An anonymous senior Iranian diplomat also confirmed to Reuters that Iran was trying to retain its upper hand in the conflict by flooding the Houthis with weapons as part of a grander geopolitical contest with Saudi Arabia.
Speaking at the 43rd OIC conference in Tashkent, the Uzbek capital, Tashkent, Zain Qu’aiti, Yemeni ambassador to the Organisation of Islamic Cooperation (OIC) called on OIC member states to support Mr. Hadi’s “legitimate” government.
Qu’aiti stated emphatically that the Yemeni government is keen to end the conflict and that it recognizes the legitimacy of U.N. Security Council Resolution 2216, passed in 2015, calling for an end to the violence in Yemen that would favor the Hadi government.
Saudi Arabia and Iran’s involvement in the conflict have also grown more controversial as the death toll and destruction have added up. The war has already left at least 10,000 dead, among them 40,000 civilians, and has displaced 3.2 million of Yemen’s 27 million citizens. It has also provoked a widespread famine. Before the war began, Yemen was already the region’s poorest country.
The war has also brought in outside players who either have a stake in the conflict or have been directly impacted by it. The U.S. has been struck by Houthi rebel’s missile attacks in the Red Sea, prompting a U.S. counterattack last Thursday. Houthis have also struck United Arab Emirates vessels. Yemen’s neighbor Oman has been accused of hypocrisy for betraying its “friend to all” diplomatic stance by allowing arms shipments to flood into Yemen.

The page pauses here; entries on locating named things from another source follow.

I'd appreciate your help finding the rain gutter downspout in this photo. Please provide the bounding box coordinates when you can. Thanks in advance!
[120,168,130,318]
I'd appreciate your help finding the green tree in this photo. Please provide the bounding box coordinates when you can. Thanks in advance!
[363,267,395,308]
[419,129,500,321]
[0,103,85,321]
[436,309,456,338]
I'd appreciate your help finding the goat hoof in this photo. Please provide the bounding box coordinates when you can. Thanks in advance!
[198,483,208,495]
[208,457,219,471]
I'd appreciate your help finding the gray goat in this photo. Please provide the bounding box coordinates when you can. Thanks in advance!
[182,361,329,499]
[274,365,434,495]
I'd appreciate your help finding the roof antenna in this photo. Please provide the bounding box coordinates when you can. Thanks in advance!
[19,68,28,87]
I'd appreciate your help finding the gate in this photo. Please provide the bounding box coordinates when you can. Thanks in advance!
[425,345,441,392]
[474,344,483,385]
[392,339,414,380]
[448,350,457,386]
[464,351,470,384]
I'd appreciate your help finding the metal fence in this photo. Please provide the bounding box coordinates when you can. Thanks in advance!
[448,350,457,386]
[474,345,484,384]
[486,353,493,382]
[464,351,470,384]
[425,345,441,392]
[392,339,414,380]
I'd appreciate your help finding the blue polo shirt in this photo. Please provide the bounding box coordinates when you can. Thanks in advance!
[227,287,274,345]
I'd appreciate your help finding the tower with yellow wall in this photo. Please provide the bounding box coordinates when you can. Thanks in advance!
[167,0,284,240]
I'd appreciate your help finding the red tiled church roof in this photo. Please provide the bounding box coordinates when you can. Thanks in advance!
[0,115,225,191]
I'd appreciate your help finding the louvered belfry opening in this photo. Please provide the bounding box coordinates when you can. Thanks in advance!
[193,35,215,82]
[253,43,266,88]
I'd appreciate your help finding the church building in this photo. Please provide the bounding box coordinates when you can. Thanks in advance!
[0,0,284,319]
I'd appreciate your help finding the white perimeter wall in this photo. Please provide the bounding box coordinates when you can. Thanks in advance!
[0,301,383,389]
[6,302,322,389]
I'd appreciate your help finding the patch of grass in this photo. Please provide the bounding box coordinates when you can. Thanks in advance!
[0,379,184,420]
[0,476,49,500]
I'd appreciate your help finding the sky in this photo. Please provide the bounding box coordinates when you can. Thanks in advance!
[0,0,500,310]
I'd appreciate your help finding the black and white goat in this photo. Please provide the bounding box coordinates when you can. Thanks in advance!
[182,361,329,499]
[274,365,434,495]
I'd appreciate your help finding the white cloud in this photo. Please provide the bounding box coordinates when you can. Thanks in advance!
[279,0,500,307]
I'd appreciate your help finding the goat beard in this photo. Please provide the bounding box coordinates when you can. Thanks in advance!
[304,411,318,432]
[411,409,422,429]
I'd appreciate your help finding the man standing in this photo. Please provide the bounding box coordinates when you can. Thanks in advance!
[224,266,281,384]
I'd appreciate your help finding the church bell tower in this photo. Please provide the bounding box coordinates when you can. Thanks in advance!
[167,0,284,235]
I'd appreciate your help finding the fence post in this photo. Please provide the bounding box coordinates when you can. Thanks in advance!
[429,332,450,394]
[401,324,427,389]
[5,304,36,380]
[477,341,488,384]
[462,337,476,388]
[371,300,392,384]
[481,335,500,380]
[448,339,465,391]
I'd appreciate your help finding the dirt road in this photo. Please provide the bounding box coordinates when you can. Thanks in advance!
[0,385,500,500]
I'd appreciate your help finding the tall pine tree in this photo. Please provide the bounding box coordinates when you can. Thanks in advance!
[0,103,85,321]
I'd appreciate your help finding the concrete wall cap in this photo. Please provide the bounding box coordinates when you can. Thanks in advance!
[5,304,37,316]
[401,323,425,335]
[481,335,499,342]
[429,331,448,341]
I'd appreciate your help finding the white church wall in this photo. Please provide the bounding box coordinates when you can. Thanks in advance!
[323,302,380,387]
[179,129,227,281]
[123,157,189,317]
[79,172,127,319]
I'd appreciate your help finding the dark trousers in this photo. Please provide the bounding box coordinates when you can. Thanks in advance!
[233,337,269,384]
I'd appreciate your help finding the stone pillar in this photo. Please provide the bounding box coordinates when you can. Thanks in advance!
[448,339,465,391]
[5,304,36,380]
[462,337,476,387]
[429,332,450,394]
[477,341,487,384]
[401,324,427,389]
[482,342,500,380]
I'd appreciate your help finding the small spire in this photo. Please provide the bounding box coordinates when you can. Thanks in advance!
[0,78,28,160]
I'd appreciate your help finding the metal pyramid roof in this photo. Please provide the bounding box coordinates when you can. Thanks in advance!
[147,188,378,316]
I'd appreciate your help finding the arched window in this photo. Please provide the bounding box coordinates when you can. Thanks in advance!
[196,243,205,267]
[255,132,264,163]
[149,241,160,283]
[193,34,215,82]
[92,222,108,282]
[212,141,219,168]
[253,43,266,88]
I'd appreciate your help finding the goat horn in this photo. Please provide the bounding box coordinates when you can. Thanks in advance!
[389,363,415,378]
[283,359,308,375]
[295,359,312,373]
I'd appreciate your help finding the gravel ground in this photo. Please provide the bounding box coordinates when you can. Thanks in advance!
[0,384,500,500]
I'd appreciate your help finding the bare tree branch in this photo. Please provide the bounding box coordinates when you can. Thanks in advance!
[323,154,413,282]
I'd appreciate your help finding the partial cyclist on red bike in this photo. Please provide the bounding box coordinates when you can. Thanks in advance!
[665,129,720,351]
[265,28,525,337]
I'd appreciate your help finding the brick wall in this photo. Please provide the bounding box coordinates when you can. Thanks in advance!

The implementation of a ceasefire in Yemen was immediately greeted with violence by Houthi and Saleh supporters, who shelled the Hasnat and Tha’abat neighbourhoods in the eastern part of the city. The ceasefire followed the Saudi bombing of a funeral in Sanaa, which killed 140 and was internationally condemned.
While the war rages on in Yemen, the failure of the international community to reach an accord on Syria does not bode well for peace in the small, struggling nation.